Acta Neurochir (Wien). 1988;95(1-2):6-12. doi: 10.1007/BF01793075.

Abstract

Nine patients with tumours located at the petro-clival region were operated upon from June 1985 to June 1988 using a combined supra- and infratentorial approach anterior to the sigmoid sinus. Two patients had petroclival meningiomas. 4 foramen jugulare neurinomas and 3 glomus jugulare tumours.
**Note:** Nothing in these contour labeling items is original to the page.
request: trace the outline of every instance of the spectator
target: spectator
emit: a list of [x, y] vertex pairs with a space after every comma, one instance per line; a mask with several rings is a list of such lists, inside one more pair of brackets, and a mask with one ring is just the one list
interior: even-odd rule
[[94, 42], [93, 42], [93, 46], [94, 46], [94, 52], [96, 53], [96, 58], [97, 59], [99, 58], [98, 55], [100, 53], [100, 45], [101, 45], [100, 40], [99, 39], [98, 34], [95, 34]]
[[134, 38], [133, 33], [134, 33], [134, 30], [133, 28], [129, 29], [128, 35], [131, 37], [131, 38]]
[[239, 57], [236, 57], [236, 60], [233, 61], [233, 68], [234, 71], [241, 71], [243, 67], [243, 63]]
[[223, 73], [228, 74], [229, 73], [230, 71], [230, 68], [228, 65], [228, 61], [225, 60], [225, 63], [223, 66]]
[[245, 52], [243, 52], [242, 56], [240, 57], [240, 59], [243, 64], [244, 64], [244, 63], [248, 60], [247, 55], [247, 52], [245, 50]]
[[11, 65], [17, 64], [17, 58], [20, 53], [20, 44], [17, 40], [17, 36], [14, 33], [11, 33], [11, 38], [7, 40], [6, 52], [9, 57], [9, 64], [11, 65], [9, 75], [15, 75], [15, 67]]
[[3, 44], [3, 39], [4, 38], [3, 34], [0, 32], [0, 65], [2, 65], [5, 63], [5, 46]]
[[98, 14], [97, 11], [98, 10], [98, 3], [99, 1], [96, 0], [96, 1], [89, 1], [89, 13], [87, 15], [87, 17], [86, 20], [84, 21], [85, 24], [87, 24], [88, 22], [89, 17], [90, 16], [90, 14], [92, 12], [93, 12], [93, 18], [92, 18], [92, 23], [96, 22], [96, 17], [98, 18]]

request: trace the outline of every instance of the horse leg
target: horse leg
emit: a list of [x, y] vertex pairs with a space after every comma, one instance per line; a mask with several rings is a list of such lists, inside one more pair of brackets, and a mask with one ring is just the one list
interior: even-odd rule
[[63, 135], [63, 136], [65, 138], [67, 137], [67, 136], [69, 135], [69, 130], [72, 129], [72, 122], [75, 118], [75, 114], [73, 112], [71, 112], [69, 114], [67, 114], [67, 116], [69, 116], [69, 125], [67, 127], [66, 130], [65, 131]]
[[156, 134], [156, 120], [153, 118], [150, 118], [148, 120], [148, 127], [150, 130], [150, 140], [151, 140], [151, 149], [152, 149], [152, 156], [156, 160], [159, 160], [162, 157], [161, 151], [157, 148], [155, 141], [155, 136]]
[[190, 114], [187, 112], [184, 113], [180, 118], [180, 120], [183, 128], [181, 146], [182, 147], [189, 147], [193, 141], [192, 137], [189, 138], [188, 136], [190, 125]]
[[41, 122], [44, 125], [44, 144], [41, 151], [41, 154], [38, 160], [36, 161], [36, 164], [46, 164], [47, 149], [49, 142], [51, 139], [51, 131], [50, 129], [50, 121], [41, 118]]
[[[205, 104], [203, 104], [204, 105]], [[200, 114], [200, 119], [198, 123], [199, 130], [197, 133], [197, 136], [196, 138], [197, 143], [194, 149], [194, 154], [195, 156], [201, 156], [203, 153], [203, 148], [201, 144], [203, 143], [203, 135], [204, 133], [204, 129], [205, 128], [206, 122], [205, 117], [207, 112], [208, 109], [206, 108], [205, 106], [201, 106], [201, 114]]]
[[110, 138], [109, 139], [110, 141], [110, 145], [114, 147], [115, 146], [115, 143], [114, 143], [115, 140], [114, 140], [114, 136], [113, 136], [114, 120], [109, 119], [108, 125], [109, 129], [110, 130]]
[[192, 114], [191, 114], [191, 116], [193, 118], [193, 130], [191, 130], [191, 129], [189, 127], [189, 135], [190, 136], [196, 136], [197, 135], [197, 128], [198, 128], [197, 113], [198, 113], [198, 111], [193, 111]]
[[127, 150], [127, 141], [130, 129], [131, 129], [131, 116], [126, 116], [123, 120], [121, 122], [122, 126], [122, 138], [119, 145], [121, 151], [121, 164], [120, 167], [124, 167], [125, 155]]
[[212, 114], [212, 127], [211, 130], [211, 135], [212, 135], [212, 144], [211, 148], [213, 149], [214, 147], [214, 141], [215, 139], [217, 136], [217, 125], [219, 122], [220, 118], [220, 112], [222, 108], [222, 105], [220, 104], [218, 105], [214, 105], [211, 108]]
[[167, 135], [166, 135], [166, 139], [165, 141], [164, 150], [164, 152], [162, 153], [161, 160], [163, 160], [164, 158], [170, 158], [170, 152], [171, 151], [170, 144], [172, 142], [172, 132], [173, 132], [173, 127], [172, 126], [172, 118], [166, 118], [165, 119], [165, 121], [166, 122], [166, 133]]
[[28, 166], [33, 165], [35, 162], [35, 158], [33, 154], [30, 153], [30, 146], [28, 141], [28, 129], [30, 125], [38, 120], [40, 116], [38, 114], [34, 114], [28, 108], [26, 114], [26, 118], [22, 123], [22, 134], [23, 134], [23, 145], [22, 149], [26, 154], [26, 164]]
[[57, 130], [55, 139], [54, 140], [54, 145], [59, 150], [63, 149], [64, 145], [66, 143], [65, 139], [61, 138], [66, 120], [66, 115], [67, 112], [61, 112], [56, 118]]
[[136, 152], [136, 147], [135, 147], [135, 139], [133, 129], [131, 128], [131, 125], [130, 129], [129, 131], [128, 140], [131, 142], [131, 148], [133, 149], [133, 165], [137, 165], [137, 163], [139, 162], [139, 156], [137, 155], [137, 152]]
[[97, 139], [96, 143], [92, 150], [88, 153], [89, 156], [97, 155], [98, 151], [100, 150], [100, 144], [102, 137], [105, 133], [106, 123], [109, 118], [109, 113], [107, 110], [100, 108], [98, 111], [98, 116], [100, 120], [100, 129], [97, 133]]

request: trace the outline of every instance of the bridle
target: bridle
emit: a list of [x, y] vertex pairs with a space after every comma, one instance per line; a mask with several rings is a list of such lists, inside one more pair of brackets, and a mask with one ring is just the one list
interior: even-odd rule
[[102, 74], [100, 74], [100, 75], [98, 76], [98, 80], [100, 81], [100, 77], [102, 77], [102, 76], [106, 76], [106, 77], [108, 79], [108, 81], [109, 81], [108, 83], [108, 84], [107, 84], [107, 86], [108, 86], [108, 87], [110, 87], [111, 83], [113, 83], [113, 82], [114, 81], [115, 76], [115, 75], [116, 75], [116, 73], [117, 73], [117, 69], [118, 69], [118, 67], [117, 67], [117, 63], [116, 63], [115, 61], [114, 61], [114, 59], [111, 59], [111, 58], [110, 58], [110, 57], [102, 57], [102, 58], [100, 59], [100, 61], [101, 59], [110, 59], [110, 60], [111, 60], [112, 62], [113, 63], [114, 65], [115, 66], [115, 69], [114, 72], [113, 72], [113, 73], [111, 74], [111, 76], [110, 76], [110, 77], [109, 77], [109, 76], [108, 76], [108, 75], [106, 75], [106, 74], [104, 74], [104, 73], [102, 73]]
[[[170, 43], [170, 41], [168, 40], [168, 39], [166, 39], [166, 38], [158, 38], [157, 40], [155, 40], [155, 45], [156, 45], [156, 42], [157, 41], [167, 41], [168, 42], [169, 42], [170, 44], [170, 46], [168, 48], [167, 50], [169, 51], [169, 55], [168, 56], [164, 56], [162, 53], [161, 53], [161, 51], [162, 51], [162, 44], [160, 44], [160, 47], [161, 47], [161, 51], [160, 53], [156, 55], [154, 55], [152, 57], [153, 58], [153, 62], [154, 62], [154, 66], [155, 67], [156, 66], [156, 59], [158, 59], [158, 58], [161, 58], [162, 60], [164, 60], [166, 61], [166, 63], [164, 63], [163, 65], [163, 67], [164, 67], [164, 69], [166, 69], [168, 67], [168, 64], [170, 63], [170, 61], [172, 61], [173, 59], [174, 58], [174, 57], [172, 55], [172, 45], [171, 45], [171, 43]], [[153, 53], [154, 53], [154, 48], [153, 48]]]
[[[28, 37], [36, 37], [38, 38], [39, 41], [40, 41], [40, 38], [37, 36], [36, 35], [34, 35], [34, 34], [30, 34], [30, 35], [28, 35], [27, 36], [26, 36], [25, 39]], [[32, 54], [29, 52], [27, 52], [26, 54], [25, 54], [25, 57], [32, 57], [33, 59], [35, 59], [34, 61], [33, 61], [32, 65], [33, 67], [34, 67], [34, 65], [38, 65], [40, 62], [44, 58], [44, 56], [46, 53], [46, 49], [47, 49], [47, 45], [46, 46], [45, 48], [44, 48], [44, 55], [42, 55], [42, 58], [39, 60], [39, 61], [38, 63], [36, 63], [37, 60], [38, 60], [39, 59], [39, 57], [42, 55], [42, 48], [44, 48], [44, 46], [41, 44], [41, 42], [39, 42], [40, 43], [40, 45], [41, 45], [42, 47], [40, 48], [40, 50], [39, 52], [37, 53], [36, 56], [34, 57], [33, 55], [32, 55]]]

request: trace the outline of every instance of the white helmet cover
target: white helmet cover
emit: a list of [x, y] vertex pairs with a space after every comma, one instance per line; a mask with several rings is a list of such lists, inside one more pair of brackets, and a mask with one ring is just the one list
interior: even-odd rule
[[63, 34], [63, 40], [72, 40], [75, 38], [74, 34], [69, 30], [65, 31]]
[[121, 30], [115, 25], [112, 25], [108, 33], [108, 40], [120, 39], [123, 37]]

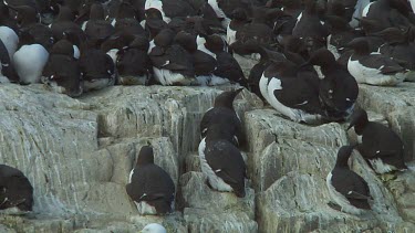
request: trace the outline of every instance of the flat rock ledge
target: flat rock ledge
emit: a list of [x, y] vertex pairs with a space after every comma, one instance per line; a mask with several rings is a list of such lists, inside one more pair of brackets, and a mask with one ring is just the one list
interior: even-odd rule
[[[0, 215], [0, 232], [415, 231], [415, 171], [376, 176], [354, 152], [373, 211], [356, 218], [328, 205], [325, 177], [338, 149], [353, 140], [346, 124], [307, 126], [281, 117], [243, 91], [235, 102], [248, 136], [247, 195], [212, 191], [200, 172], [199, 121], [222, 87], [114, 86], [73, 99], [43, 85], [0, 86], [0, 163], [34, 187], [34, 211]], [[401, 135], [415, 158], [415, 84], [361, 85], [359, 105]], [[141, 216], [125, 192], [143, 145], [173, 178], [176, 212]], [[409, 163], [412, 165], [412, 163]]]

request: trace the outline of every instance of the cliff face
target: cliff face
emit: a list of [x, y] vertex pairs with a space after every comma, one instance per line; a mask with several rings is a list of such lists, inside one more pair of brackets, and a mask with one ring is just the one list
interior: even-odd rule
[[[354, 152], [352, 167], [370, 183], [374, 210], [362, 218], [335, 211], [325, 177], [353, 134], [345, 124], [287, 120], [246, 91], [235, 107], [249, 141], [247, 197], [211, 191], [196, 150], [201, 116], [221, 89], [115, 86], [73, 99], [42, 85], [1, 85], [0, 163], [27, 174], [35, 205], [25, 216], [0, 215], [0, 231], [136, 232], [149, 222], [169, 232], [414, 231], [414, 171], [376, 177]], [[371, 118], [403, 137], [408, 161], [415, 157], [414, 89], [412, 83], [361, 86], [359, 99]], [[177, 212], [165, 218], [139, 216], [124, 188], [148, 144], [177, 187]]]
There was no mortality. Total tumour removal was accomplished in all the patients. All patients remained independent postoperatively. The surgical approach used involves a temporal craniotomy, a suboccipital craniectomy, an extensive mastoidectomy and petrous pyramid drilling without entering the bony labyrinth, the middle ear or the Fallopian canal. The dura is incised supratentorially over the posterior temporal lobe and infratentorially in front of the sigmoid sinus. The temporal lobe is retracted superiorly and the cerebellum and the sigmoid sinus medially. This approach makes use of a very short distance to the petroclival area, offers a multiangled exposure, preserves the dural sinuses, does not iatrogenically impair hearing and minimizes temporal lobe retraction. This exposure is particularly useful in large tumours.

摘要

1985年6月至1988年6月期间,对9例肿瘤位于岩斜区的患者采用乙状窦前方的幕上和幕下联合入路进行手术。2例为岩斜脑膜瘤,4例为颈静脉孔神经鞘瘤,3例为颈静脉球瘤。无手术死亡病例。所有患者均实现肿瘤全切。所有患者术后均能独立生活。所采用的手术入路包括颞骨开颅、枕下颅骨切除术、广泛的乳突切除术和磨除岩骨尖而不进入骨迷路、中耳或面神经管。硬脑膜在颞叶后部上方幕上切开,在乙状窦前方幕下切开。颞叶向上牵拉,小脑和乙状窦向内侧牵拉。该入路利用了到达岩斜区的极短距离,提供了多角度暴露,保留了硬脑膜窦,不会医源性损害听力,并将颞叶牵拉减至最小。这种暴露在大型肿瘤中特别有用。